I have a java application that uses a lot of memory when used, but when the program is not being used, the memory usage doesnt go down.
Is there a way to force Java to release this memory? Because this memory is not needed at that time, I can understand to reserve a small amount of memory, but Java just reserves all the memory it ever uses. It also reuses this memory later but there must be a way to force Java to release it when its not needed.
System.gc is not working.
As pointed out in the comments, it's not certain that, while the garbage collector disposes objects, it gives back memory to the system.
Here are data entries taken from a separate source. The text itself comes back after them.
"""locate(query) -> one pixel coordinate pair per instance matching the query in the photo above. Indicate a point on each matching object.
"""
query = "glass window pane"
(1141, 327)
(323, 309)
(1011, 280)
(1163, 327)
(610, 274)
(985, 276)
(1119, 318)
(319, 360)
Perhaps Tuning Garbage Collection Outline provides the solution to your problem:
By default the JVM grows or shrinks the heap at each GC to keep the ratio of free space to live objects at each collection within a specified range.
-XX:MinHeapFreeRatio
- when the percentage of free space in a generation falls below this value the generation will be expanded to meet this percentage. Default is 40-XX:MaxHeapFreeRatio
- when the percentage of free space in a generation exceeded this value the generation will shrink to meet this value. Default is 70
Otherwise, if you suspect that you're leaking references you can figure out how, what and where objects are leaked is to monitor the heap in JVisualVM (a tool bundled with the standard SDK). You can, through this program, perform a heap-dump and get a histogram over object memory consumption:
What memory do you mean? If it is RAM (as opposed to the amount of used heap space of the Java VM itself) then this might be normal. It is a relatively expensive operation to allocate memory so once the JVM got some it is quite reluctant to give it back even if it is not needed at the time.